Types of implementation strategies

The methods used to implement quality indicators were classified into implementation strategies in which the information on quality indicators was used directly, or that did not use the information on quality indicators directly, but only supported the implementation, such as the involvement of a quality improvement team.

Table 2 shows the implementation strategies used. The most frequently used implementation strategies in which the information on quality indicators was used directly were audit and feedback (12 studies), followed by the development of a quality improvement plan based on quality indicator data (10 studies), 57% and 48%, respectively. The combination of these strategies was used in seven studies, and often supplemented by educational meetings and/or educational outreach [16, 25, 26, 29, 32]. The most frequently used supporting activity was distribution of educational material (9 studies). Other supporting activities were the use of a local opinion leader and the development of a quality improvement team.

In most studies (86%), multiple implementation strategies were used. In 14 studies, implementation strategies that related directly to quality indicators were combined with supporting activities. In four studies, strategies that related directly to quality indicators alone were used [2729, 36].

Three studies reported a single implementation strategy in which the information on quality indicators was used directly. The single implementation strategies described were as follows: providing external feedback with an incentive bonus [30], providing immediate feedback [17] and using a quality improvement plan [35].

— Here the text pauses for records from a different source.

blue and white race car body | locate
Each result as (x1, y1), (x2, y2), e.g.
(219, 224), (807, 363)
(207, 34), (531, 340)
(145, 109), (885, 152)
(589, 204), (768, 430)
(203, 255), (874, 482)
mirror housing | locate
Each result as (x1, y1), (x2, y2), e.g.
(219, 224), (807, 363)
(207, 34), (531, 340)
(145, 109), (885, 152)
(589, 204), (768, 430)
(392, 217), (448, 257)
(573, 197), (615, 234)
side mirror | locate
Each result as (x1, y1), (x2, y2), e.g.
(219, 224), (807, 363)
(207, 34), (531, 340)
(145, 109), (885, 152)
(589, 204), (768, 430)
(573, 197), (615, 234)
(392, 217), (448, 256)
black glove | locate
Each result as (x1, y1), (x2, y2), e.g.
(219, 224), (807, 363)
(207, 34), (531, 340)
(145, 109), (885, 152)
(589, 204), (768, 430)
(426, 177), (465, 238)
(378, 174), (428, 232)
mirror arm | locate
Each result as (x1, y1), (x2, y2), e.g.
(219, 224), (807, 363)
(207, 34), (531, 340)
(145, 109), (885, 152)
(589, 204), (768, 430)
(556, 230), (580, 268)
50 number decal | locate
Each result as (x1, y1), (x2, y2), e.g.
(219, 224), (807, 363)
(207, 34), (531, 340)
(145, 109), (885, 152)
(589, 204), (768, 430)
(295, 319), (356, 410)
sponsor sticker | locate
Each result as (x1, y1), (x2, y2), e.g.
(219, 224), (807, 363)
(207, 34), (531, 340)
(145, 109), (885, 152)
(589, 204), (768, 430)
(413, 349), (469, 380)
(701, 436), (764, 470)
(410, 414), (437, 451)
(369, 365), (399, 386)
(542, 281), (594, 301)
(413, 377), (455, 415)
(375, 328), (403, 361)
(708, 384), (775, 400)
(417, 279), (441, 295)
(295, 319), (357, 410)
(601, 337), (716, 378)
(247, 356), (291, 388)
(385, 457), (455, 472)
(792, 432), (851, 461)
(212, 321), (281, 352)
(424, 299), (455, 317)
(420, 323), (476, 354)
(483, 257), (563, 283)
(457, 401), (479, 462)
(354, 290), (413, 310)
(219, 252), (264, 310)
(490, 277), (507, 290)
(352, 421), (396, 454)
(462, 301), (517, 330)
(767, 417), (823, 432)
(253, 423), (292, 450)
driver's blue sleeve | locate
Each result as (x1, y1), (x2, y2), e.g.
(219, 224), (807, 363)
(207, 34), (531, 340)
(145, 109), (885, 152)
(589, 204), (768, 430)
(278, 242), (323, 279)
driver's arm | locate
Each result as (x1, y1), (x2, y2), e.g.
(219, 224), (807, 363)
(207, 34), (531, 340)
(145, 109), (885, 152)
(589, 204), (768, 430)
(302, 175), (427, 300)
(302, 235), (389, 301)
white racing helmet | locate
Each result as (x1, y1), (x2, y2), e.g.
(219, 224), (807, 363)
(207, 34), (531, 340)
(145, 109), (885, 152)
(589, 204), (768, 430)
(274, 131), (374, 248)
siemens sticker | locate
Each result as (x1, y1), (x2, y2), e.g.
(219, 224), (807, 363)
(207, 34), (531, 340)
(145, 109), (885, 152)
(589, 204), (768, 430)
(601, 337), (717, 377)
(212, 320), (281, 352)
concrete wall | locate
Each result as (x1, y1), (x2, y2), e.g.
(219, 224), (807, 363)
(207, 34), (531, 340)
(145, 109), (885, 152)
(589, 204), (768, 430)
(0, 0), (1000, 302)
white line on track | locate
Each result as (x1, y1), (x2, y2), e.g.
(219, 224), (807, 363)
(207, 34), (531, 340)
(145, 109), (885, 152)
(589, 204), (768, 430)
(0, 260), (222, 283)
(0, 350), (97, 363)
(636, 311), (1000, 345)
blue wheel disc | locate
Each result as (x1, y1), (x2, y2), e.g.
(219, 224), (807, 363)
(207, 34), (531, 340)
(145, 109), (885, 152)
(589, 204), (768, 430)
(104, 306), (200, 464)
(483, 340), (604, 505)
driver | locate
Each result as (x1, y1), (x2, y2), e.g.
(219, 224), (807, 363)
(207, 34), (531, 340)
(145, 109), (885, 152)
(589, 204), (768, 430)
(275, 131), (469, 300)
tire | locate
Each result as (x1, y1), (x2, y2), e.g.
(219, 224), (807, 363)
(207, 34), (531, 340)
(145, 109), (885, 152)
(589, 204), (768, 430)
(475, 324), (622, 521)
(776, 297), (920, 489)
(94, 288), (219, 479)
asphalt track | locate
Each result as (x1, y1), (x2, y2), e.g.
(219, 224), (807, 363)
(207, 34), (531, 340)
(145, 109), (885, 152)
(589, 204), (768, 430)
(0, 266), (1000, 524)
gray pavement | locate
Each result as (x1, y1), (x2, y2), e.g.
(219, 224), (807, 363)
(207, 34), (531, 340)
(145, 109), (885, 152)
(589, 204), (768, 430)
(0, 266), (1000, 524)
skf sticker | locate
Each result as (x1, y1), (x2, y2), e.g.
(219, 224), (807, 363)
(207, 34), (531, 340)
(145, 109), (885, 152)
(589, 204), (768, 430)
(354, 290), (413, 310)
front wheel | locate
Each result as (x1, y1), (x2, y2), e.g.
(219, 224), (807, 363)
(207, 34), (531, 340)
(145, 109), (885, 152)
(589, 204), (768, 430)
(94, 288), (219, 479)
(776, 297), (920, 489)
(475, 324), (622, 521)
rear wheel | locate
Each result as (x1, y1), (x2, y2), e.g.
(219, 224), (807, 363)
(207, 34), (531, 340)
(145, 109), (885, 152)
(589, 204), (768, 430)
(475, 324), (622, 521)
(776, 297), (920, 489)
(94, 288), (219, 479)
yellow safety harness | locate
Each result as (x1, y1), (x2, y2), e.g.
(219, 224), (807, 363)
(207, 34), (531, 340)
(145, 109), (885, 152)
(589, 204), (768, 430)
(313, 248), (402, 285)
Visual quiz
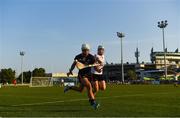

Most follow-up measurements of process and outcome indicators were performed 6 months after the strategy was implemented [1618, 20, 21, 23, 25, 32].

Effects of quality indicator use

Different designs, implementation strategies and outcome measurements to measure the effect of quality indicators were described. In Table 2, the results are summarized as per study.

Most studies measured several outcomes, e.g. the change in several process indicators. In an attempt to summarize the results of the studies, we divided them into three categories: effective, partly effective and ineffective. We categorized the studies as ‘effective’ if more than half of all the outcome measures improved significantly. Studies were considered ‘partly effective’ if approximately half of the outcomes improved significantly, and ‘ineffective’ if there was significant improvement in less than half of all the outcomes.

Nine RCTs, two CCTs and ten CBAs were included. There was no clear relationship between the study design used and the effectiveness. Four out of nine RCTs showed the implementation to be ineffective [17, 19, 22, 23], one CCT was ineffective [25] and four out of ten CBAs did not show clear positive effects [27, 30, 31, 34]. The results of the studies included are reported in three different types of outcomes: overall composite score, patient outcomes and care processes, e.g. hospital mortality and prescribing medication. In two studies, an overall indicator score was measured. These studies showed a statistically significant improvement in the composite process indicator score [21, 28]. Five studies reported patient outcomes as well as care processes [17, 18, 26, 29, 36]. One study measured patient outcomes only [33]. In total, six studies evaluated whether or not quality indicator implementation improved patient outcomes. Four studies were found to be ineffective, one was partly effective and one was categorized as effective (see Table 2). Five studies reported inpatient mortality as endpoint. Two studies found significant improvements in patient outcomes: reduction in inpatient mortality [29, 33], stroke or transient ischemic attack [29], emergency coronary artery bypass graft (CABG) [29] and contrast nephropathy [29].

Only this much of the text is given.